How is os odontoideum diagnosed?

Because it is a rare disease that produces different symptoms in different children, os odontoideum is difficult to diagnose. Ideally, an orthopedic or neurological specialist will be involved in the diagnosis.

The doctor will review your child’s health history and symptoms and conduct a thorough exam of their neck and spine. They will also evaluate your child’s pain, range of motion, and any possible effects on your child’s development, movement, or coordination.

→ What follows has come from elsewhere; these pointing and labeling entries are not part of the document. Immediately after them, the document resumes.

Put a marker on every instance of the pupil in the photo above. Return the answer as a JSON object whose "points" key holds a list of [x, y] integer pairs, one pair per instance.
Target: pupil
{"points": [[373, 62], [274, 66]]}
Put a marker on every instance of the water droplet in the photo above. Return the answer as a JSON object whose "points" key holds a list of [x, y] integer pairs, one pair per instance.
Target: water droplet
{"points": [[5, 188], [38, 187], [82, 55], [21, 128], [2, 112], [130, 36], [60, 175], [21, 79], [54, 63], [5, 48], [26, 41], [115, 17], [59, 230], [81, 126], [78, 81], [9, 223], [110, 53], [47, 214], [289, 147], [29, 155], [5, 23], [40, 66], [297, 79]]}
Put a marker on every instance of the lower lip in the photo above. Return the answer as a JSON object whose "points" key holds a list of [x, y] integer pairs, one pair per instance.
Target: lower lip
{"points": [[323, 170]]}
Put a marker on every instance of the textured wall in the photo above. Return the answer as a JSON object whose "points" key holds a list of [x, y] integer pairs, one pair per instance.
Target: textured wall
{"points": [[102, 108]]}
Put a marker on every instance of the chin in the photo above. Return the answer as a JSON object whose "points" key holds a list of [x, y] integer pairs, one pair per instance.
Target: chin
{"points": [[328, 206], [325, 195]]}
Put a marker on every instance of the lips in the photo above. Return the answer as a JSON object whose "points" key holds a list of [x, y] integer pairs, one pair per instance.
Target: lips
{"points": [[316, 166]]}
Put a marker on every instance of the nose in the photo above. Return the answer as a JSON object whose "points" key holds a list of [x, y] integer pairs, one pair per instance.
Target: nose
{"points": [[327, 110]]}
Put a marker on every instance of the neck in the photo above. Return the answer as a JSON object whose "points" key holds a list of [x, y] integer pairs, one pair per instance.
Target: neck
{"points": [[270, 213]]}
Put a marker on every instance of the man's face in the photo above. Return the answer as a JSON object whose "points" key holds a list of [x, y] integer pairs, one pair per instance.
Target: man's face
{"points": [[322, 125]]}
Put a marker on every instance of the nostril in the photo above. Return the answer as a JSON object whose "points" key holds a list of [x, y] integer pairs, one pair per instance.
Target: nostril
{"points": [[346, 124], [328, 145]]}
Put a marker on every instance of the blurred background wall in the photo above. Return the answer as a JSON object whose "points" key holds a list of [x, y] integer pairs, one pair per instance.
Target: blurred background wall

The following imaging studies also help diagnose os odontoideum:

How is os odontoideum treated?

While some children with os odontoideum can be treated without surgery, the condition often requires surgery.

Non-surgical os odontoideum treatment

Children with mild os odontoideum may not need surgery. They should see a spine specialist regularly to monitor their spine over time and watch for any signs of progression or spinal cord damage. Physical therapy, a cervical collar, or pain medication may be prescribed to control symptoms.

Surgical os odontoideum treatment

Research conducted at Boston Children’s and other spine centers have shown that delaying surgery for os odontoideum can increase a child’s risk of spinal cord injury and neurological impairment. In particular, if a child has neurological problems, such as lost coordination or mobility, surgery is necessary to stabilize the spine and prevent long-term damage.

Because os odontoideum involves the spinal cord and the spine, the surgical team should include specialists in neurosurgery and spine surgery. The neurosurgeon will decompress the spinal cord and reposition the bone so it no longer presses against the spine. The spine surgeon will then stabilize the spine with rods and screws. Over time, with the help of bone grafts packed around the damaged vertebrae during surgery, the affected section of spine will heal into solid bone.

How we care for os odontoideum at Boston Children’s Hospital

The Complex Cervical Spine Program at Boston Children’s Hospital is the first and only multidisciplinary pediatric cervical spine clinic in the United States. Our team includes specialists in neurology, neurosurgery, and orthopedic surgery experienced in correcting rare and complicated cervical spine disorders like os odontoideum. Our ongoing research advances the treatment with rare disorders of the cervical spine. Combined with the world-class expertise at Boston Children’s, our culture of collaboration enables us to treat the most complex cases and perform the most delicate surgeries to help our patients to lead full, independent lives.